Говоря о недоброжелательности кругом, сделаю исключение для артистов. В общем, они ко мне относились хорошо, разве некоторые первачи. "Солистов" я не любил, и они меня не любили. Но остальные мне верили, замечания мои принимали к исполнению, чувствовали, что они клонятся к их же успеху. Часто замечал, после того или иного места в роли, о котором была у нас речь, артист, исполнив мой совет, украдкой взглядывал в директорскую ложу. Я незаметным кивком отвечал... О театральной стороне моих впечатлений и оценок актеров и их отношения к делу я говорю в другой части моих записок; повторяться не буду.
Там же говорю я и о критике нашей. Но здесь вспомню любопытную подробность, так сказать, посмертного характера. На днях, в июле 1921 года, я видел в театральном музее известного собирателя Алексея Александровича Бахрушина среди автографов письмо Суворина, издателя "Нового времени", к Юрию Беляеву, театральному критику.
Издатель попрекает своего присяжного критика за слишком благожелательное отношение к директору Волконскому. Последний, по его мнению, этого не заслуживает, он еще ничего не сделал, а книга его о русской литературе ничего собой не представляет. Первое замечание верно -- письмо написано в первые месяцы после моего назначения; что же касается оценки моей книги, то есть лекций, читанных в Америке, то мне ценнее, конечно, отзыв, напечатанный в Полном собрании сочинений Владимира Соловьева, чем отзыв Суворина к Юрию Беляеву. Однако считаю характерным эту подачу камертона. Беляев его придержался, и я имел случай в другом месте упомянуть о некоторых приемах его критики.
Однажды, много лет позднее, мне все же удалось пробить эту броню, которая возмущала меня не столько неодобрительностью своей, сколько косною деревянностью, сухостью и предвзятостью. Это было в 1911 году. Заведующий драматической школой Суворина (тогда ужаснейшее слово "студия" еще не существовало) актер Далматов пригласил меня прочитать перед учениками лекцию о читке и мимике. Я пошел с большой неохотой, но был вознагражден. На лекцию явился Суворин, и после лекции, когда некоторые из присутствующих преподавателей стали со мной спорить, он зажал им рот с такой силой, что я в ней почувствовал полное себе одобрение. И действительно, свою речь, начавшуюся словами: "Ну что вы глупости говорите", -- он кончил словами: "Князю Волконскому надо быть благодарным за то, что он эти вопросы наконец затронул". Это было очень знаменательно, но тогда я был уже частный человек, не директор. Увы, те вопросы, которые я тогда "затронул" и над разработкою которых впоследствии так много поработал, до сего времени остаются другими не затронуты, именно теми, которым знание их наиболее необходимо.

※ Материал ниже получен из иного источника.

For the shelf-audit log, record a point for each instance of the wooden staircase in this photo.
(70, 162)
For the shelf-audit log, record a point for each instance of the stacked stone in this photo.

О том, как актерский мир отнесся к моим трудам, к тем началам, которые я старался провести в сценическое воспитание, может быть, еще буду иметь случай рассказать...
Отношение газет к дирекции театров было злобное. Все, что имело какой-нибудь зуб против нее, находило в редакциях сочувствие и поддержку. Редакции стали какими-то очагами актерского раздражения и конторского негодования. Удивляла меня всегда предвзятость людских суждений; как человека судят не по нему, а по тому ярлыку, который на него наклеивает сам же тот, кто его судит. Такие слова, как "князь, граф, помещик, сановник, чиновник", заранее определяют отношение к человеку, и люди никогда не затрудняли себя рассмотрением того, все ли князья похожи друг на друга, всякий ли сановник соответствует раз навсегда выработанному ярлыку, не говоря уже о том, чтобы проверить, соответствует ли вообще ярлык действительности. И еще удивляло меня, как люди делают человека ответственным за то, как другие к нему относятся. В самом деле, если городовой передо мной вытягивается в струнку, это не значит, что я горд; если человек передо мной лебезит, это не значит, что я чванлив.
Также очагом неудовольствий против дирекции сделался императорский Эрмитаж, то есть новый директор его, мой предшественник по директорству театрами. Дядя мой, Иван Александрович Всеволожский, семнадцать лет пробывший директором театров, не скоро мог помириться со своей отставкой и новым родом занятий. За семнадцать лет он выработал себе служебную рутину, в которой, несмотря на все дергания театральной службы, несмотря на преклонный возраст свой, находил известную усладу. Оставить театры ему было очень тяжело; после театрального движения музейная недвижность -- какая скука! Он отлично рисовал; он был хороший, ядовитый карикатурист; у него было злое сходство и беспощадны под карикатурами подписи. Он очень любил костюмы и сам их рисовал для оперных и балетных постановок. И вот это любимое его занятие на новой должности не находило применения. "Подумайте, -- говорил он, -- я окружен богинями и не могу их даже одевать".